Another viral marketing campaign was launched in November 2009 when the series was on hiatus. The campaign gave background on the Rossum Corporation, the technology company behind the Dollhouse, and offered clues as to how the apocalyptic future begins.

==Reception==
===Ratings===
The premiere episode of Dollhouse helped Fox double its audience levels among women versus Terminator: The Sarah Connor Chronicles, and helped the network finish in second place among adults 18–34 and in first place in the key male demographic for the night.

| Season | Episodes | Timeslot | Season premiere | Season finale | TV season | Rank | Viewers (in millions) |
|---|---|---|---|---|---|---|---|
| 1 | 13 (2 unaired, including the unaired pilot) | Friday 9:00 pm | February 13, 2009 | May 8, 2009 | 2009 | #132 | 4.63 |
| 2 | 13 | Friday 8:00 p.m. (December 4–18, 2009; January 29, 2010) Friday 9:00 p.m. (September 25 – October 23, 2009; January 8–15, 2010) | September 25, 2009 | January 29, 2010 | 2009–10 | #131 | 2.17 |

===Critical response===
Season one of Dollhouse had mixed reviews, with Metacritic giving it a rating of 57 out of 100 based on 28 reviews. On Rotten Tomatoes, the first season has an approval rating of 63% based on 52 reviews with an average score of 6.4/10. The website's critical consensus reads, "Joss Whedon's provocative procedural poses troubling questions about autonomy and consciousness, but repeatedly hitting the reset button on Eliza Dushku's character makes Dollhouse feel dispiritingly empty."

Ellen Gray of the Philadelphia Daily News gave a positive review, remarking that "Dollhouse is less about the ninja kicks and witty banter than it is about instant transformations, and about making the audience care about a character who's likely to behave differently every time we see her. That Dushku mostly pulls this off is a happy surprise, as is Dollhouse, which has survived Firefly-like trials of its own to get this far." Salon reviewer Heather Havrilesky was also positive, commenting that the show's combination of mystery, sly dialogue, and steady flow of action results in a "provocative, bubbly new drama that looks as promising as anything to hit the small screen over the course of the past year."

Alternately, Tom Shales of The Washington Post wrote that the premise was "admittedly intriguing", but described the series as a "pretentious and risible jumble" and that Echo did not "inspire much concern or interest in the audience". He commented that the actors seemed to struggle due to the decor being so "outlandish", stating that it "simply isn't worth the trouble". Brian Lowry of Variety also wrote "Dushku's grasp of this vague, personality-changing character is a bit of a muddle. What's left, then, is a series with a hollow center that doesn't initially make you care about its mentally malleable protagonist." Robert Bianco of USA Today had a more nonchalant view of the series, describing Dollhouse as not boring or ordinary, and that the result is a show "that Joss Whedon's most devoted fans will debate and embrace, and a mass audience just won't get".
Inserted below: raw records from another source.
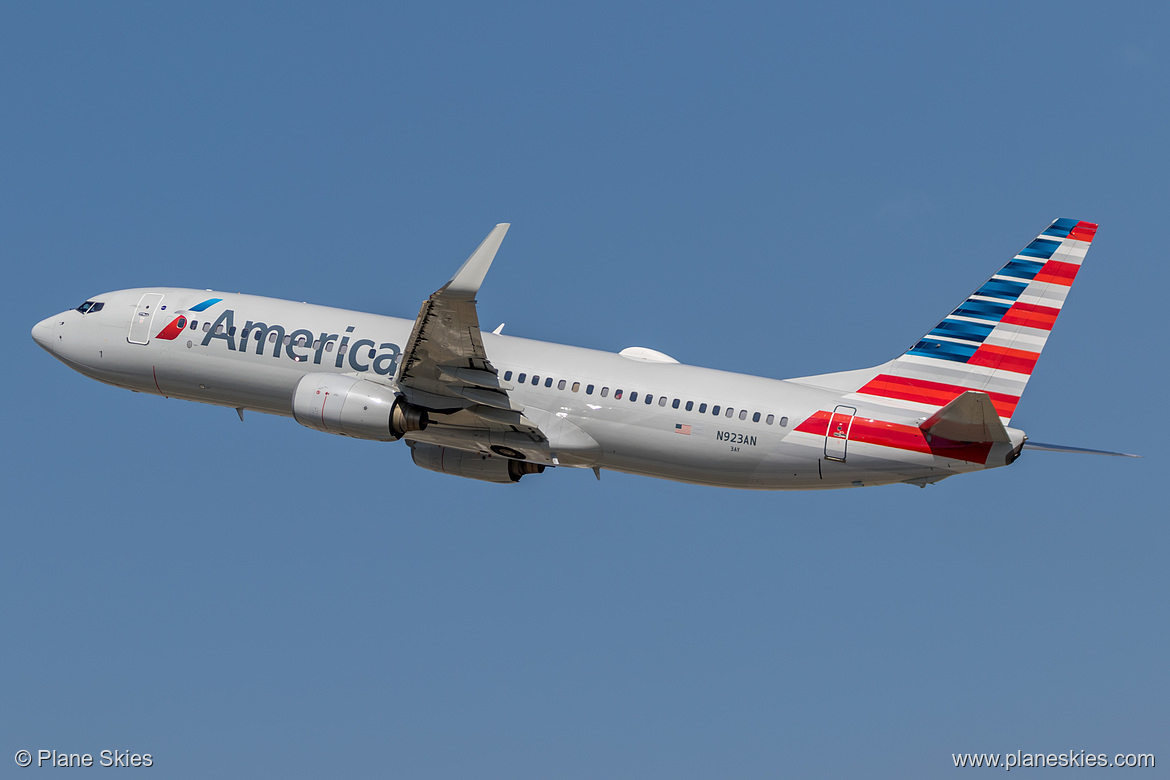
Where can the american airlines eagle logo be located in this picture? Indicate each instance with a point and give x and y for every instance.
(179, 323)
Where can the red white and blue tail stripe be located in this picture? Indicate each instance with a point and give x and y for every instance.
(993, 339)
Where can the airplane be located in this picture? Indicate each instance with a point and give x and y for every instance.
(496, 408)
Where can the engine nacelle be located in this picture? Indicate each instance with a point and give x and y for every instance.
(336, 404)
(472, 466)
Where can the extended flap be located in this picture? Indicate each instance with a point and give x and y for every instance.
(969, 418)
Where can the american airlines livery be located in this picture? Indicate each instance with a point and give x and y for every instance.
(496, 408)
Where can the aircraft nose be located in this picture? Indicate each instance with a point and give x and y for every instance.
(43, 331)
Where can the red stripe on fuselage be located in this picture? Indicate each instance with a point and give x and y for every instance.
(921, 391)
(1058, 273)
(1004, 358)
(895, 435)
(1031, 315)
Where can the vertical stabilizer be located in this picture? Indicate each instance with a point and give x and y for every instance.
(993, 339)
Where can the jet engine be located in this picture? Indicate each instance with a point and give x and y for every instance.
(472, 466)
(355, 407)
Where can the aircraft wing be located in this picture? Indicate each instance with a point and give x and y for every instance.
(445, 367)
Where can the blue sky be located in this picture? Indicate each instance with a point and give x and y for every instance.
(780, 191)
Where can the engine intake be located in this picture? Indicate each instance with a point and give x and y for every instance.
(345, 406)
(472, 466)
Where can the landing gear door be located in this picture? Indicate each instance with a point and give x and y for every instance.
(837, 439)
(143, 318)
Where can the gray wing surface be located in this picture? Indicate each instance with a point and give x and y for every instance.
(446, 370)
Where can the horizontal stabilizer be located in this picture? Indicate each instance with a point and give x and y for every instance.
(1081, 450)
(970, 418)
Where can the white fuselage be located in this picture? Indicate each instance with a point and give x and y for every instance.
(598, 409)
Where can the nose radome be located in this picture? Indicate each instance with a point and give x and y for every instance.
(42, 332)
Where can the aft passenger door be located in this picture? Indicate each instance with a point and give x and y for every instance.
(837, 437)
(144, 316)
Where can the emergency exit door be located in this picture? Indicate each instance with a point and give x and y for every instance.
(837, 437)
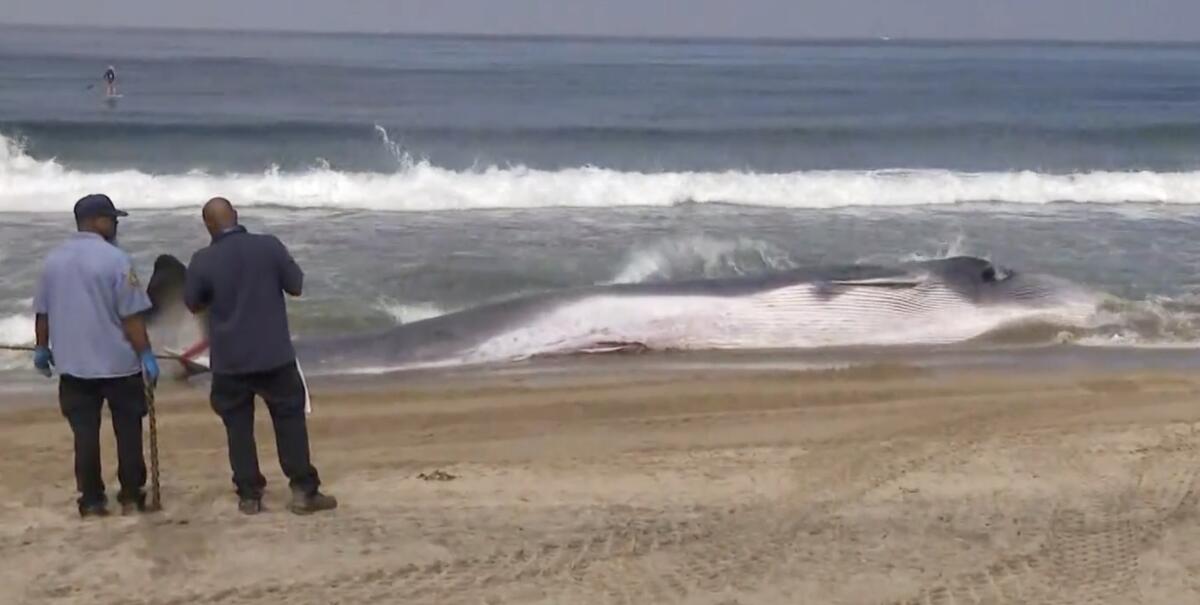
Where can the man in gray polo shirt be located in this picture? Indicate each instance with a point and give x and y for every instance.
(88, 309)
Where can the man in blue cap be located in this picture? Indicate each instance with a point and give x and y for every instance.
(89, 327)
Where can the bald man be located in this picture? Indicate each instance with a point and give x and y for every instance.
(240, 281)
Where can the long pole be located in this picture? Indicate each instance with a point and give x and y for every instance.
(155, 491)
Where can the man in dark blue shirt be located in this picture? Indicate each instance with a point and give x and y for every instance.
(239, 281)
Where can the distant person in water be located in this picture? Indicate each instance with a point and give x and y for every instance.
(111, 81)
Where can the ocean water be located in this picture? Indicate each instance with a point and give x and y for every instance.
(418, 175)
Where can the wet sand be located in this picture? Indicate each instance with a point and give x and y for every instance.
(636, 481)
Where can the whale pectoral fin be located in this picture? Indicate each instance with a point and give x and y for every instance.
(173, 329)
(615, 347)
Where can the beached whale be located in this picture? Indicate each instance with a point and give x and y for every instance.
(915, 303)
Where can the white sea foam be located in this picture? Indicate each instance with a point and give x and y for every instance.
(29, 184)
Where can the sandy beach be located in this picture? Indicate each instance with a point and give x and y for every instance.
(874, 485)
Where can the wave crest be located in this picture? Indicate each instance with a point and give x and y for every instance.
(36, 185)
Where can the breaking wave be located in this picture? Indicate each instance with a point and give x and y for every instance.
(29, 184)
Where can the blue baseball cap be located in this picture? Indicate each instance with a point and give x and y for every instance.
(96, 204)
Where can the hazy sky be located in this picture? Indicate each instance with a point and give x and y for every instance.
(1059, 19)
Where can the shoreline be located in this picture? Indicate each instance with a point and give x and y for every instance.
(571, 483)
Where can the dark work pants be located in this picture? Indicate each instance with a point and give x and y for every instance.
(283, 390)
(81, 400)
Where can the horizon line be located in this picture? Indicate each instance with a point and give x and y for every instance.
(610, 37)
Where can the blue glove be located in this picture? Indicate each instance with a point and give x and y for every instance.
(42, 360)
(150, 367)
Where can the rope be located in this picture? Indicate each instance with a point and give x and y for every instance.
(29, 348)
(155, 502)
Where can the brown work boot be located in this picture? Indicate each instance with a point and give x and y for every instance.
(250, 505)
(96, 509)
(307, 503)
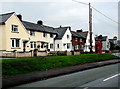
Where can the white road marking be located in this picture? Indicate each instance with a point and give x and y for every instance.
(111, 77)
(85, 88)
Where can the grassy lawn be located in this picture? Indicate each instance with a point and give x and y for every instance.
(17, 66)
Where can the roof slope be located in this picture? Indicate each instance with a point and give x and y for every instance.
(37, 27)
(83, 34)
(61, 31)
(5, 17)
(75, 34)
(104, 38)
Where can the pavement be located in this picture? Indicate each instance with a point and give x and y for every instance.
(37, 76)
(100, 77)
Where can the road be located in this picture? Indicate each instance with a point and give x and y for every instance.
(106, 76)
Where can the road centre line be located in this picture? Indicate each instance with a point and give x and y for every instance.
(111, 77)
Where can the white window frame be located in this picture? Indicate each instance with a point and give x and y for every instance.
(51, 46)
(68, 45)
(14, 44)
(44, 34)
(14, 28)
(33, 45)
(58, 46)
(68, 36)
(32, 33)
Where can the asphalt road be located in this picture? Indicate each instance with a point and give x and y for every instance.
(106, 76)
Many critics felt that the series' first season improved as it progressed. IGN reviewer Eric Goldman believed the show became much stronger and more compelling with the episodes "Needs" and "A Spy in the House of Love". He opined of the later episodes that, "As a whole this show is definitely working better as we get away from Echo's missions of the week, and from focusing so much on just Echo and letting there be more of a true ensemble feel, with the time split amongst the Dolls." Sarah Hughes of The Independent was unimpressed with the first five episodes but also found that the later episodes became "as involving and addictive as Whedon's best work". Maureen Ryan of the Chicago Tribune liked Dollhouses "unsettling" tone and found the show to be "unexpectedly moving and complex" during the second half of the first season. She called the second season renewal "a good day for unconventional television".

The second season received a more positive reception. On Rotten Tomatoes, the second season has an approval rating of 81% based on 21 reviews with an average score of 7.6/10. The website's critical consensus reads, "Dollhouse feels more confident as a perverse mind-teaser in its second season after injecting its automatons with more humanity and broadening its mythology."